Una Habitación en Europa
Gabriel Rodríguez
Si le damos una vuelta a aquello que Borges decía sobre la lectura, la cual ponderaba por encima de la escritura, podemos llegar a pensar que, a estas alturas de la vida, vale más encontrar a un buen lector que a un buen escritor. Es decir, más vale ser capaz de decodificar una parte de todas las letras que la humanidad lleva a las espaldas que afanarse en echar otro opúsculo a la pila. Por suerte, muy de vez en cuando uno se topa (por puro azar, en mi caso) con alguien que cumple ambas condiciones: que se aviene por escrito a abrirle su biblioteca al lector, compartiéndola y comentándola.
Avelino Fierro se suma con Una habitación en Europa a la tradición del diarista literario. Lector omnívoro y paciente, su humor zumbón parece emparentarlo más con Josep Pla que con Andrés Trapiello, por citar a dos clásicos diaristas de los que se dice seguidor. Del mismo modo que Pla se inventó una geografía literaria, el Ampurdán, Avelino se lleva de cañas al lector por el León más literario, esa red de amistades que delimitan la patria sentimental y que lo mismo valen para departir sobre Proust o Tony Judt que para abrevar en El cuervo , mítico bar leonés de encuentro de músicos, plumillas, ajedrecistas o noctámbulos.
Para el lector curioso, la compañía de Avelino Fierro es un verdadero regalo. Si el narrador de ficción corre siempre el riesgo de convertirse en un plasta solipsista, como si fuera un cuñado trompa en nochebuena, el diarista ofrece sus lecturas con generosidad. No tiene uno por qué compartirlas siempre, desde luego, y bien sorprende el entusiasmo de Avelino Fierro por el inefable Arcadi Espada, pero ya se sabe que vale más discrepar de los inteligentes que coincidir con los memos. Todo se perdona, además, cuando Avelino cita por boca de Julio Llamazares, Fierro dixit, los que para el de Vegamián son los mejores versos de la literatura castellana: “Y hoy que pensaba, describiendo algún enredo/ ir con mis letras tras la gloria de Cervantes/ héteme aquí tras la glorieta de Quevedo.” Krahe, por supuesto.

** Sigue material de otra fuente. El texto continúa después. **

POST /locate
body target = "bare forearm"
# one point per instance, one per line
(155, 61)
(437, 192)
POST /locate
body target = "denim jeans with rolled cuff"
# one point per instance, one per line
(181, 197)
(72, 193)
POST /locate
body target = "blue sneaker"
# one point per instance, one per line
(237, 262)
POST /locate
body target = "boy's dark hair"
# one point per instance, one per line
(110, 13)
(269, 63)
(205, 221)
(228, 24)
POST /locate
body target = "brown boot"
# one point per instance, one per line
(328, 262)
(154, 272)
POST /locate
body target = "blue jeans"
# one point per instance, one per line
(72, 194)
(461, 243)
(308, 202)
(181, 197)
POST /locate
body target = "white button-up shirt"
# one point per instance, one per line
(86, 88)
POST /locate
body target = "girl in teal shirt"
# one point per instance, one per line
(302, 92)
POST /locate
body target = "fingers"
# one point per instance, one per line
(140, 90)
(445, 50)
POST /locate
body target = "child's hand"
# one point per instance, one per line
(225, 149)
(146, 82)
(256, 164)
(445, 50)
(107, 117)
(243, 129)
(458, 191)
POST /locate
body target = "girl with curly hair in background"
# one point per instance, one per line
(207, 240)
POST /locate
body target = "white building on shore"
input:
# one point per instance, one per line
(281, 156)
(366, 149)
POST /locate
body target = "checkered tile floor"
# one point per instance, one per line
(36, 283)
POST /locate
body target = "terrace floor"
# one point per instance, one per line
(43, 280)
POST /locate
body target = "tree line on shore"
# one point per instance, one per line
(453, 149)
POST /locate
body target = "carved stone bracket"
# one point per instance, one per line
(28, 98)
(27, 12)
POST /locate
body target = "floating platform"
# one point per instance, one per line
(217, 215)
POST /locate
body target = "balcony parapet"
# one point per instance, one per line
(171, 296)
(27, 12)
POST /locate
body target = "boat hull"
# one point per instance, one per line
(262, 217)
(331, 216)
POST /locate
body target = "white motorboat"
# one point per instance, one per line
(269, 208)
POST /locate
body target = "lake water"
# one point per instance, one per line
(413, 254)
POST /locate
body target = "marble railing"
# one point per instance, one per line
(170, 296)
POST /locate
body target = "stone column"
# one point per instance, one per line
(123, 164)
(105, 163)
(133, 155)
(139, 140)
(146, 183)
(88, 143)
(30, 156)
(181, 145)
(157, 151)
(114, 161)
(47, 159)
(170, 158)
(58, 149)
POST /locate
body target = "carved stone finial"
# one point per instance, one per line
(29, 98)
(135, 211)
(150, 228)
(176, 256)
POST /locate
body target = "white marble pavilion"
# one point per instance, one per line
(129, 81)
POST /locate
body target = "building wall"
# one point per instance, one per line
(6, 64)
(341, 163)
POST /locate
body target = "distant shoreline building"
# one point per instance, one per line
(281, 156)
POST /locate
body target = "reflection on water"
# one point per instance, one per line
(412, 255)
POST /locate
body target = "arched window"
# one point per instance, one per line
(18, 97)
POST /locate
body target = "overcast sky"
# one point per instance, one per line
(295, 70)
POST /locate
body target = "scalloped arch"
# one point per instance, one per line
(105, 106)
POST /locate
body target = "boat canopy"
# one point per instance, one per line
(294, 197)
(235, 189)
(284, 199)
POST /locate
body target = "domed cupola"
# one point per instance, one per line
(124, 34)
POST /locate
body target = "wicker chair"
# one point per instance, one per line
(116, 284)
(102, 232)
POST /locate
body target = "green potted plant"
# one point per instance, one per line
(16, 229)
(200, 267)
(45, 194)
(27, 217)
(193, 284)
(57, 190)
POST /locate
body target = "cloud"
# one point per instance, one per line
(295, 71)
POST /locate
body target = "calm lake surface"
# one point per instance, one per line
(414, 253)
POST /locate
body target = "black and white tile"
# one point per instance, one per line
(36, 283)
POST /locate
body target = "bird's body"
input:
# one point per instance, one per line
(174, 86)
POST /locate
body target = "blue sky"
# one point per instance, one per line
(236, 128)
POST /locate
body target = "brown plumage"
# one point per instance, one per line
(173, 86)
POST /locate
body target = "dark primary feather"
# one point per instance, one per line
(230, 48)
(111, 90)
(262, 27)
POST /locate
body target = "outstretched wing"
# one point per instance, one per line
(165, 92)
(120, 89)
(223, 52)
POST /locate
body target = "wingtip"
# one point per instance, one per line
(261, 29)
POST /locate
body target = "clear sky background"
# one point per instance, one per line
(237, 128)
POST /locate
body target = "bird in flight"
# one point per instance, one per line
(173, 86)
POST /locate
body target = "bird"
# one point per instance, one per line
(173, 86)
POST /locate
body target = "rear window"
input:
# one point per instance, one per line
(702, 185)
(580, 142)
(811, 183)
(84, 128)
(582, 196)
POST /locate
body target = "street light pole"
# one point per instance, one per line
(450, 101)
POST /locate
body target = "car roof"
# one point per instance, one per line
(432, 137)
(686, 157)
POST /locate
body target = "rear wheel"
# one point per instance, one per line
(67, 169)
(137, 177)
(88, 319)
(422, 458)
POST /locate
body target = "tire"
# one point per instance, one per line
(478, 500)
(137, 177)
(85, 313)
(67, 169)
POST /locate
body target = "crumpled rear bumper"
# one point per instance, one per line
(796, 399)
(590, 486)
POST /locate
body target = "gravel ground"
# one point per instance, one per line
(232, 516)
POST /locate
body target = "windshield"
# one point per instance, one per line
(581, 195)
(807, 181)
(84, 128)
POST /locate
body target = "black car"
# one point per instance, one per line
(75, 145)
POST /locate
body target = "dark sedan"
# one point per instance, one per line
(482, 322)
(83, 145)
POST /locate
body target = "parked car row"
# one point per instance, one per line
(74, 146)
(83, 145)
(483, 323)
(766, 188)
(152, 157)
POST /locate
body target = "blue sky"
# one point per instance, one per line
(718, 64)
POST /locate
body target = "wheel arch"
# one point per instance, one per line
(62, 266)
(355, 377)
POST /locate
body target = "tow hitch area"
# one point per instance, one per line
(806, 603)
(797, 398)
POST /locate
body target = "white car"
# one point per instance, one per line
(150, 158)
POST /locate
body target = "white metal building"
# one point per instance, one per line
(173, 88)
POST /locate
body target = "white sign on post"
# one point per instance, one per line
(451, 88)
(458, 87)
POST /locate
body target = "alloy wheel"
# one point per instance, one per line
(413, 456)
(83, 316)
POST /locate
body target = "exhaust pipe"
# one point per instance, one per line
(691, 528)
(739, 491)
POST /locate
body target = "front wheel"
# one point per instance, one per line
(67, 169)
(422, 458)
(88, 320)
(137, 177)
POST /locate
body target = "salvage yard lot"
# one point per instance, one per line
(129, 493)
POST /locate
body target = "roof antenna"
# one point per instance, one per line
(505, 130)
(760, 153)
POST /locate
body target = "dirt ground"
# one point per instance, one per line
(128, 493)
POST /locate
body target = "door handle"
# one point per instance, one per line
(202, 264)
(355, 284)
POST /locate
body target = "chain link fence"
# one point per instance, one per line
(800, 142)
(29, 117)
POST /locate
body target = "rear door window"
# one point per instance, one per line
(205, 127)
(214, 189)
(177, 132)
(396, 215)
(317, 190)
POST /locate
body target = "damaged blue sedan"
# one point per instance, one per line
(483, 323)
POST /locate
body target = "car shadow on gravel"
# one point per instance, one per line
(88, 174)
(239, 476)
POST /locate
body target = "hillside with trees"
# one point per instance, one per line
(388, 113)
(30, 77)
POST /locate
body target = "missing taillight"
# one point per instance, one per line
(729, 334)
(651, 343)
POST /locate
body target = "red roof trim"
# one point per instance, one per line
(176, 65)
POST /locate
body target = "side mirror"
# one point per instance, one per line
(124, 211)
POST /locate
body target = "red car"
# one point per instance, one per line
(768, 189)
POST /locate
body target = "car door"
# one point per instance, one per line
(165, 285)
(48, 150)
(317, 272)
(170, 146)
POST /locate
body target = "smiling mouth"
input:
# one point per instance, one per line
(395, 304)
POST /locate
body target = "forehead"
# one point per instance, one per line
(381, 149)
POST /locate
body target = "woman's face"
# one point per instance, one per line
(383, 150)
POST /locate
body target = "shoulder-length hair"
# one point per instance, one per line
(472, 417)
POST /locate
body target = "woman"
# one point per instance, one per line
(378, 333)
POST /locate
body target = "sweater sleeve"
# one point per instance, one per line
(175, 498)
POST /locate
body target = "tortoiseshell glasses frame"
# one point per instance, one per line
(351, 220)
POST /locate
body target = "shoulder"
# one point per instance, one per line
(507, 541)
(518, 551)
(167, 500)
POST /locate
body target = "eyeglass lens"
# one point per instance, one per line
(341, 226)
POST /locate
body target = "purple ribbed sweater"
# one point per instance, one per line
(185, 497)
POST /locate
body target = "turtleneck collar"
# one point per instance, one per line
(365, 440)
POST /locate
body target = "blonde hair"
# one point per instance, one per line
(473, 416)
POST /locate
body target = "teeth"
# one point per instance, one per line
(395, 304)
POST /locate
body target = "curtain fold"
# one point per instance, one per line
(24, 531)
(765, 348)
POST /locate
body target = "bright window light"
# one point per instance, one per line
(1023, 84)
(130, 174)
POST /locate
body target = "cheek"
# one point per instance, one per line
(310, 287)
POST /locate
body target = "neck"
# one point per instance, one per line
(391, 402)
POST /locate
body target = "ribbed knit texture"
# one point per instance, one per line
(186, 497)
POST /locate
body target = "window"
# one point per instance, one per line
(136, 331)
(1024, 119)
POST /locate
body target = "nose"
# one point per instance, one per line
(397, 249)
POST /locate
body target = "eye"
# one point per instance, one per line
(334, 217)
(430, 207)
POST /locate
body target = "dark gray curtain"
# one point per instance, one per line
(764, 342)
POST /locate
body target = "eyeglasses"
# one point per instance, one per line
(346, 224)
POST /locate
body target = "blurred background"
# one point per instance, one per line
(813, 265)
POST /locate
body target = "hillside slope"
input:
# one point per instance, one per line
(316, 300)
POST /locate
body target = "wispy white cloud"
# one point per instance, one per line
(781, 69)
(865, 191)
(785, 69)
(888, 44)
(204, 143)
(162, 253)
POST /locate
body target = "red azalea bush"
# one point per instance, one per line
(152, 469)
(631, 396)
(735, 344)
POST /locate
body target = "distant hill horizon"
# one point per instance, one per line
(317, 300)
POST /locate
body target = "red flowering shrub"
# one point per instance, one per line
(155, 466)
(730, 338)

Y así, entre retazos de Antonio López, Lawrence Durrell, Gaya, Yeats o Azúa (la lista extensiva sería un interminable desfile onomástico), Avelino Fierro va intercalando su rutina de paseos, cañas y trabajo en el juzgado con la exquisita digestión de alta literatura a lo largo de las más de doscientas páginas de este delicioso libro de la editorial Eolas.